Detailed Description of the Invention

[0001]

TECHNICAL FIELD The present invention relates to a monoclonal antibody that binds to α-catenin, a hybridoma producing the monoclonal antibody, and an immunochemical assay reagent containing the monoclonal antibody, which is used in the field of medicine.

[0002]

2. Description of the Related Art Recently, much attention has been paid to the importance of cell adhesion molecules and their functions involved in cell-cell or cell-extracellular matrix interactions. Adhesion molecules are classified into cadherin family, immunoglobulin family, integrin family, selectin family, etc. due to their structural similarity, and through adhesion, cell development, differentiation, inflammation, regulation of life phenomena such as cancer metastasis, etc.
It is closely related to maintenance.

Cadherin, one of the adhesion molecules, is a transmembrane cell adhesion molecule that functions depending on calcium. Since it is specifically expressed in the fetal period, it is considered to be an important molecule for morphogenesis. To date, four types of E-type (epithelial tissue), N-type (nerve tissue), P-type (placenta), and L-CAM Is being analyzed (Takeichi, M. Science, 251,
1451-1455, 1991). Immunohistochemistry using anti-cadherin antibodies has shown from the early days that cadherin molecules are concentrated in an intercellular adhesion device called an adherence junction (hereinafter abbreviated as AJ). In addition, due to recent advances in genetic engineering, cadherin cDNA has been isolated, its primary structure has been clarified, and it has become possible to elucidate the mechanism of adhesion at the molecular level (Nagafu
chi, A. et al., Nature, 329, 341-348, 1987). Immunoprecipitation experiments using an antibody against E-cadherin have long been known to bind to this molecule three proteins with molecular weights of 102 kd, 88 kd and 80 kd (Peyr
ieras, N. et al., Proc. Natl. Acad. Sci. USA, 82,
8067-8071,1985), in order from the largest molecular weight α,
It is called β and γ catenin (Ozawa, et al., EMBO
J., 8, 1711-1717, 1990).

Although the molecular construction of the cadherin-catenin complex has been meticulously analyzed, since the studies so far have been conducted on the solubilized cadherin molecule, the cadherin molecule actually functioning. Little information is available on the relationship between and catenin, and how these complexes play a role in cadherin function.

The present inventors established a method for isolating an AJ fraction from rat liver and reported that the isolated AJ had a large concentration of a cadherin-binding protein (CAP 102) having a molecular weight of 102 kd. Furthermore, we succeeded in purifying this protein, determining its partial amino acid sequence, preparing a polyclonal antibody, and then isolating mouse CAP 102 cDNA. This molecule has homology with vinculin and is actually functional with cadherin. It was suggested for the first time that they are bound (Na
gafuchi, A. et al., Cell, 65, 849-857, 1991). After that, the isolation of α-catenin cDNA was reported, and it was revealed that it was the same molecule as CAP 102 (Herrenknecht,
K. et al., Proc. Natl. Acad. Sci. USA, 88, 9156-916
0, 1991). However, the structure of human α-catenin is still unknown.

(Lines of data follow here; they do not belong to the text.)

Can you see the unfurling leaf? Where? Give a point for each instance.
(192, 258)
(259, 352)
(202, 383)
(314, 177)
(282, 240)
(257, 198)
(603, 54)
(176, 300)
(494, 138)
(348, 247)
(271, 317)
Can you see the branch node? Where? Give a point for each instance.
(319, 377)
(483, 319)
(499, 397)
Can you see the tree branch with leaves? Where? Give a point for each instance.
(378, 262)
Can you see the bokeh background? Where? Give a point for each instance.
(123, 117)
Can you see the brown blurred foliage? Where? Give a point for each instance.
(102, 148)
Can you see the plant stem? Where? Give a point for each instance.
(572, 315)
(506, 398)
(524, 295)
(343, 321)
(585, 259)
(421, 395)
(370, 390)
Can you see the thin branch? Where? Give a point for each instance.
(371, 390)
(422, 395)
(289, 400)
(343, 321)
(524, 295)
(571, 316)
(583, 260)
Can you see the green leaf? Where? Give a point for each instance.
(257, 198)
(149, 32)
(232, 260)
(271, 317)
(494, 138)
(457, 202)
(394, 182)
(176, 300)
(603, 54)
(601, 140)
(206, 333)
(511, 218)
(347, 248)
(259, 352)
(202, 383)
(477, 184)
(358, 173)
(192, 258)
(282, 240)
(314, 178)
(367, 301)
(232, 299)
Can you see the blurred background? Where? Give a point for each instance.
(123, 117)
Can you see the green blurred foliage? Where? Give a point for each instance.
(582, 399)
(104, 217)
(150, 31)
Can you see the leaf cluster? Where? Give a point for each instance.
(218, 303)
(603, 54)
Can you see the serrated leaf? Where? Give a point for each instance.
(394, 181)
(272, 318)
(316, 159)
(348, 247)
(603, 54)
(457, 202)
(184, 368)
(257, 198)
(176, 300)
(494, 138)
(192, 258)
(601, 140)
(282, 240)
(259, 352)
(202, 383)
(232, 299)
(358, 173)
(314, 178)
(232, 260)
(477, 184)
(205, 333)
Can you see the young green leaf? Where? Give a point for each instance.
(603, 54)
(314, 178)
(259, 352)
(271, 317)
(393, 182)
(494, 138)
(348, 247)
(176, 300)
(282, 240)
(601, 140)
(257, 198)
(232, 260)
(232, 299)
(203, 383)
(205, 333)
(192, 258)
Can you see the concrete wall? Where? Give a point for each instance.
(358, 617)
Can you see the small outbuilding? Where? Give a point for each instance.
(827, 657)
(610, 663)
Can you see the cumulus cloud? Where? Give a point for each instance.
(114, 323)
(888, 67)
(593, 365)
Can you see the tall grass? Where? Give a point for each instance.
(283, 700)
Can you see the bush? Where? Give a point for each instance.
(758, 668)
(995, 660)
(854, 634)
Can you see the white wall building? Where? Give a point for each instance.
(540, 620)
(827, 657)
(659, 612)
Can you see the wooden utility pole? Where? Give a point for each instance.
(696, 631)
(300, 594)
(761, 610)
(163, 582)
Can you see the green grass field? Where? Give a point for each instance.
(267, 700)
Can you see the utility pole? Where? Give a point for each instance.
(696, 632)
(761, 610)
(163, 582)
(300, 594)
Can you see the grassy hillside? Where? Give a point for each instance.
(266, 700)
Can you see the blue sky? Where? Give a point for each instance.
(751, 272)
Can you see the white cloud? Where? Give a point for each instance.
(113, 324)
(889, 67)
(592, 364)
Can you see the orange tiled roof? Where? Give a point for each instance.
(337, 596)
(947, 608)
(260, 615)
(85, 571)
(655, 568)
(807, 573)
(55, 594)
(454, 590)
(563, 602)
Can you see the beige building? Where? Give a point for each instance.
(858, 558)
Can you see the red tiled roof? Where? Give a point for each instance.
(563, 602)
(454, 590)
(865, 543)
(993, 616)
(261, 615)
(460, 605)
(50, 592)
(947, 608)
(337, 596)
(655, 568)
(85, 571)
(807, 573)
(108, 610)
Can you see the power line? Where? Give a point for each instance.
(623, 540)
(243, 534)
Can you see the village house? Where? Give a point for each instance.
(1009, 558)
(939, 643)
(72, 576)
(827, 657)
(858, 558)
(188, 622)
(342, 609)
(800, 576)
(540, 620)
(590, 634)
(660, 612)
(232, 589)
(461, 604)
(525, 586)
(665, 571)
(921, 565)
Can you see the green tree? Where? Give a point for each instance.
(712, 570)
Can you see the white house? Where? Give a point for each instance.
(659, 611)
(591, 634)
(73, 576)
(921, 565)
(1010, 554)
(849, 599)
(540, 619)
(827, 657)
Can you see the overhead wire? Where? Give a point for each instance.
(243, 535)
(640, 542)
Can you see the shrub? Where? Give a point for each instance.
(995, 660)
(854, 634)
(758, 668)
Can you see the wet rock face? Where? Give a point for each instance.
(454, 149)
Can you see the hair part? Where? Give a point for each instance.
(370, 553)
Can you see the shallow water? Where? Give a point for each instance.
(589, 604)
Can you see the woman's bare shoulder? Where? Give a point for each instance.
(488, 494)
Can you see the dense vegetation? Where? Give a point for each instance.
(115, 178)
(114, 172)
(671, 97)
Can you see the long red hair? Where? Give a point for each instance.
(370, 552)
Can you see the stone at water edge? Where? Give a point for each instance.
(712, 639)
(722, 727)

Vinculin is a protein localized in the adhesion device between cells and between cell substrates, and has been vigorously studied so far. Since the primary structure of α-catenin has homology with vinculin, it has been speculated that the function of the α-catenin molecular region and the possibility of interaction with other AJ constituent factors are various. However, the factors that α-catenin interacts with, the region required for interaction with cadherin, the regulatory mechanism of cadherin-mediated cell adhesion, the mechanism of α-catenin induction, and the role that it plays in vivo are still poorly understood. Not, and the analysis is awaited.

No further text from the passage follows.